The Bishnoi community are India’s original eco-warriors.
Members of the Hindu sect - which has more than 1.5 million devotees - have been fighting to protect the environment for more than 500 years.
Spread mostly in hamlets across the state of Rajasthan, members draw inspiration from Amrita Devi, a Bishnoi woman killed in 1730 while trying to protect a grove of khejari trees.
Why do the Bishnoi protect trees and animals?
The Bishnoi community was established in the 16th century by Guru Jambheshwar.
Many of the Guru’s 29 precepts - rules that govern the conduct of believers - are explicit about the protection of nature.
Devotees agree to “be merciful to all living beings and love them” and “not to cut green trees”.
In 1730, 363 Bishnoi men, women, and children died for these beliefs.
According to legend, a local king sent his men to cut wood so that he could fuel cement lime kilns and build his palace.
In an attempt to block the loggers, Amrita Devi rushed out of her home and wrapper herself around a tree trunk.
But the soldiers showed no mercy, explains Sukhdev Godara, a retired schoolteacher
“They were trying to save trees by hugging them,” he said.
“Many other people joined them, but the king's men chopped down the trees along with their heads."

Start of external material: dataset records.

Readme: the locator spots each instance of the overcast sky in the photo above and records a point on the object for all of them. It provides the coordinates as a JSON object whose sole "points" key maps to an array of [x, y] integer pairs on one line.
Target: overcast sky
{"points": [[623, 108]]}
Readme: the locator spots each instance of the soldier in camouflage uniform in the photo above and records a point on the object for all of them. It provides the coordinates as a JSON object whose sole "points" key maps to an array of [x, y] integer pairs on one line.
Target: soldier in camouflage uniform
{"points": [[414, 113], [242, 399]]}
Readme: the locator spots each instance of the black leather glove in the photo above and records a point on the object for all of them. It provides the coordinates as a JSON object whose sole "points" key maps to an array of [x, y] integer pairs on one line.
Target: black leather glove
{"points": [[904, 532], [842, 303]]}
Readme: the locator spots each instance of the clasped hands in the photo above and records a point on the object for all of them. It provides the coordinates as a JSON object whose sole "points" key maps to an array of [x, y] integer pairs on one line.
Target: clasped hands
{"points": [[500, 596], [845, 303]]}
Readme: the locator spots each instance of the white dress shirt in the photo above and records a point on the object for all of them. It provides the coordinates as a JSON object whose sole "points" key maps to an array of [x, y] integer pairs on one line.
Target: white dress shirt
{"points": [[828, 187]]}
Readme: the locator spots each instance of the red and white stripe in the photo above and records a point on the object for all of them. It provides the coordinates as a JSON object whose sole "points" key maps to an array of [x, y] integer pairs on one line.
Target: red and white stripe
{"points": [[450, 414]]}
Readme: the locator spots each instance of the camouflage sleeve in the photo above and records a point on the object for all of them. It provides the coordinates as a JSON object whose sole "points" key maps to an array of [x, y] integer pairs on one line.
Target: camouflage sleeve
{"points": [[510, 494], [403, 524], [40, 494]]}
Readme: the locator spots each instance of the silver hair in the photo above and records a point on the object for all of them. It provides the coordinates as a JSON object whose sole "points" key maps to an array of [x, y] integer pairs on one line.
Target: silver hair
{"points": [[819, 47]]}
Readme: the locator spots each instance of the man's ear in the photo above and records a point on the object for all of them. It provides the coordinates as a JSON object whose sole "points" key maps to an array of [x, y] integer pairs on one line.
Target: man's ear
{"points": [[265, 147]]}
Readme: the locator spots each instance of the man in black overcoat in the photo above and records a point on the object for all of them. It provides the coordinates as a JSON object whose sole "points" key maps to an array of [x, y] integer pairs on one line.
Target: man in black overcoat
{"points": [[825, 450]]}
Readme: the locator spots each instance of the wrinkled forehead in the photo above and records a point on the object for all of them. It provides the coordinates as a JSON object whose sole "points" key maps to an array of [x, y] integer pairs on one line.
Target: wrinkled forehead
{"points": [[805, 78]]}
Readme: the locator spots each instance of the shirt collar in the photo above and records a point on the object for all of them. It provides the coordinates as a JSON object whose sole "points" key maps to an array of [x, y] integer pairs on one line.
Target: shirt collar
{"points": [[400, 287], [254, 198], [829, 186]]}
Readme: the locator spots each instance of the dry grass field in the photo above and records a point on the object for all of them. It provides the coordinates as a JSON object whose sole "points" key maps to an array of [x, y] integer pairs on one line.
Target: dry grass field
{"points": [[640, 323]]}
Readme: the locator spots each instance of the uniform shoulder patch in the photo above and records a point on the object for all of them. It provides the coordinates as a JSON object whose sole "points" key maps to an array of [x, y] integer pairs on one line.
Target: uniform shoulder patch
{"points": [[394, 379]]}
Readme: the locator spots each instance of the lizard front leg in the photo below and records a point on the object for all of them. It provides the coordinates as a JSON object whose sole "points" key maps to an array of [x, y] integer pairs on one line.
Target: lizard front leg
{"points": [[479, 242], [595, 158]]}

Devi’s last words were recorded as: "A chopped head is cheaper than a felled tree."
Other Bishnoi villagers - including Devi's three daughters - followed suit, hugging the trees as they were decapitated. In all, 363 Bishnoi were killed. Their sacrifice is now commemorated with a monument in the village inscribed with each of their names and topped with a statue of Amrita Devi.
The event helped to inspire the modern-day Chipko movement, one of the strongest forest conservation movements in India.
How do modern Bishnoi embody these beliefs?
Many modern Bishnoi are inspired by the devotion their ancestors showed.
Bishnoi men are mostly farmers and patrol the land to make sure no animal is harmed.
Advocate Rampal Bhawad co-founded the Bishnoi Tiger Force, an environmental campaign group and anti-poaching organisation.
"We should live in harmony with nature and be kind towards all living beings, because in the future that is how the human race will move forward and develop,” he says.
Nearby, 45 year-old Ghevar Ram has devoted his life to animals, running a rescue centre for injured creatures.
"I treat animals like my own children. This is what we are taught since our childhood," he says.
Ram’s wife Sita Devi is similarly devoted.
The mother-of-seven fuels her cooking fire with cow dung cakes rather than firewood - and once breastfed an orphaned antelope fawn.
"I was working in the fields when I saw a fawn being attacked by feral dogs. I rescued the fawn and brought it home," she said.
"I fed the fawn my own milk, and once he regained strength, I released it in the wild.”
Although a subsect of Hinduism, the Bishnoi do not cremate their dead because that would mean cutting down trees to fuel the fire.
"Our guru taught us to bury our dead instead," says schoolteacher Godara.